He is buried in the Jewish portion of Riverside Cemetery on his family plot.

Just a few blocks away from the Gaba Family home at 308 N. 7th Street was the family department store.
During the Great Depression you could get overalls for $1.75, work shoes at $1.98 and boys knee pants for $.75.
Solomon Gaba and his wife surely hoped to pass the business onto their sons Mark and Abe (who went by his middle name, Lester). But Mark, who was a standout in tennis, died in World War II. And Lester, well, Lester had other aspirations.
He entered a soap sculpturing contest with P&G as a boy, and despite not winning ­— as previously written history indicates — the attempt in the contest literally shaped his life forever.

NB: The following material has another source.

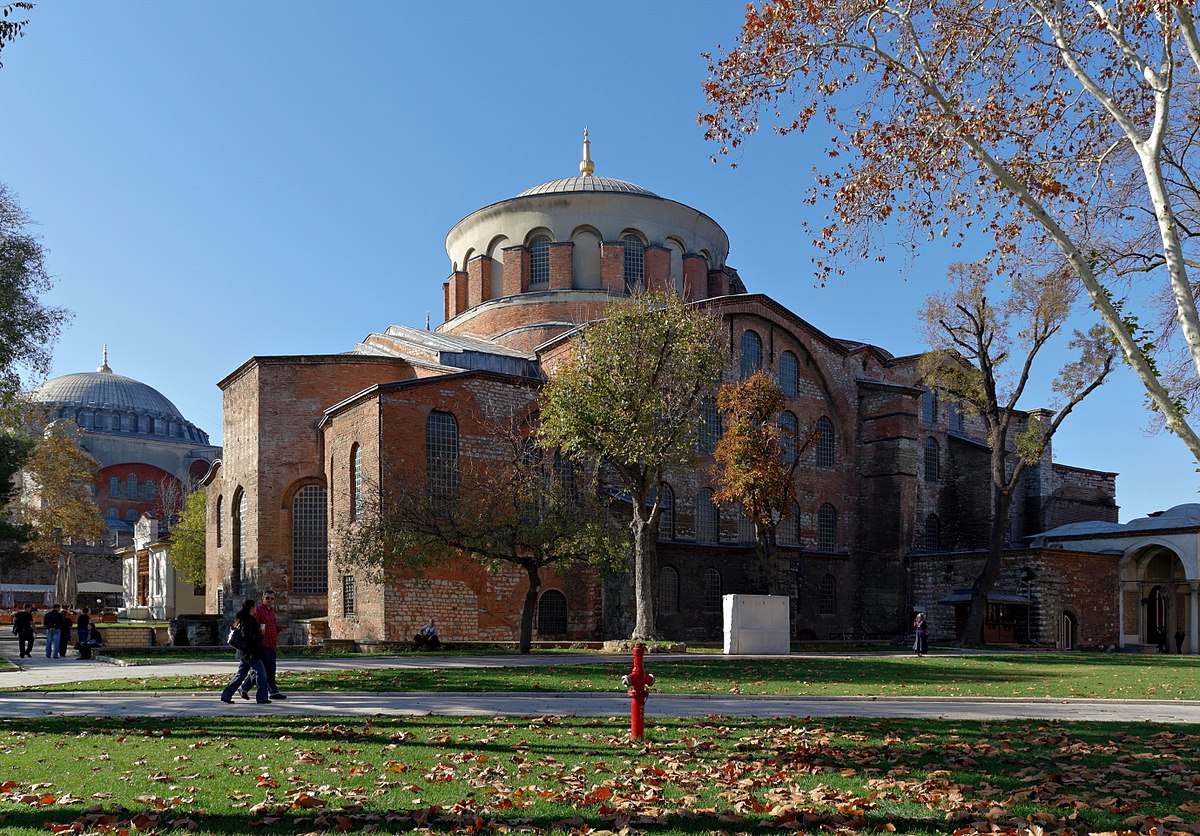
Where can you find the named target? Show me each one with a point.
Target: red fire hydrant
(639, 683)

In 1930, 27-year-old left for college in Chicago where he studied art and expanded his soap sculpting education. The '30s were good to the former delivery boy turned unique artist, he was making a name for himself. A name that was growing so large that the small town atmosphere of Hannibal couldn't contain him.
In 1932, Lester headed off to the big city, New York City that is, landing a job with Best & Co. creating mannequins. He became an expert in window displays and captured a lot of attention with the reality his mannequins possessed.

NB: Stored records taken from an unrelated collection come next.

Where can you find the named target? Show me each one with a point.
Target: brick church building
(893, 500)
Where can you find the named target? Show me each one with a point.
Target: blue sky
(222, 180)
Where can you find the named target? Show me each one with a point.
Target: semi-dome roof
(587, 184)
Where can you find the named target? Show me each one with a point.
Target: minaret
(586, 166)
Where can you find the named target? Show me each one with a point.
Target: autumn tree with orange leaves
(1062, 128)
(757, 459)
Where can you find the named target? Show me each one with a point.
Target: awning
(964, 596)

Even the mannequins themselves gained popularity.
Lester's style and pristine detail soon became very recognizable. The mannequins became known as "Gaba Girls" and were just as popular as he was.
Carving offers to do work came in from other organizations too, Dupont, Elizabeth Arden, Coty, CBS, the New Yorker came calling.
Cynthia, a mannequin, was created for Saks Fifth Avenue. She was dressed in the finest clothes and jewelry. Gaba took her everywhere, even to the set of "Artists and Models," a film Lester had a role in. The two were photographed together just like any real couple would be. At some glances Cynthia looks very lifelike while in some photographs it's easy to tell Cynthia isn't human at all.
When it came to the world of fashion, design and art, Gaba was at the top of the totem pole. Socially and culturally in his time he was as popular as any other high profiled figure.
It's not really known what kind of personality Gaba had. One would think it was eccentric in a way given his stature in feminine production and given the fact he took one of his soap mannequins everywhere he went.
One thing that is known is his relationship with Hollywood director Vincente Minnelli (best known for directing "Meet Me in St. Louis," marrying Judy Garland and being the father of Liza Minnelli).
According to the book, "Vincente Minnelli: Hollywood's Dark Dreamer," by Emanuel Levy, Gaba and Minnelli were thought of as a couple. The book notes unlike Minnelli, Gaba, at least with some collegues, was not as cautious as Minnelli when it came to being known as homosexual.
But there was a difference of the times during Gaba's day. In big city New York, homosexuality could be known or suspected, but still kept private. Where small town Hannibal wouldn't have had a more understanding culture.
Lester shifted to painting in his retirement years and created numerous oil pieces.
He died at the age of 80 in New York, was cremated and brought back to Hannibal for burial.
He is buried in the Jewish portion of Riverside Cemetery on his family plot.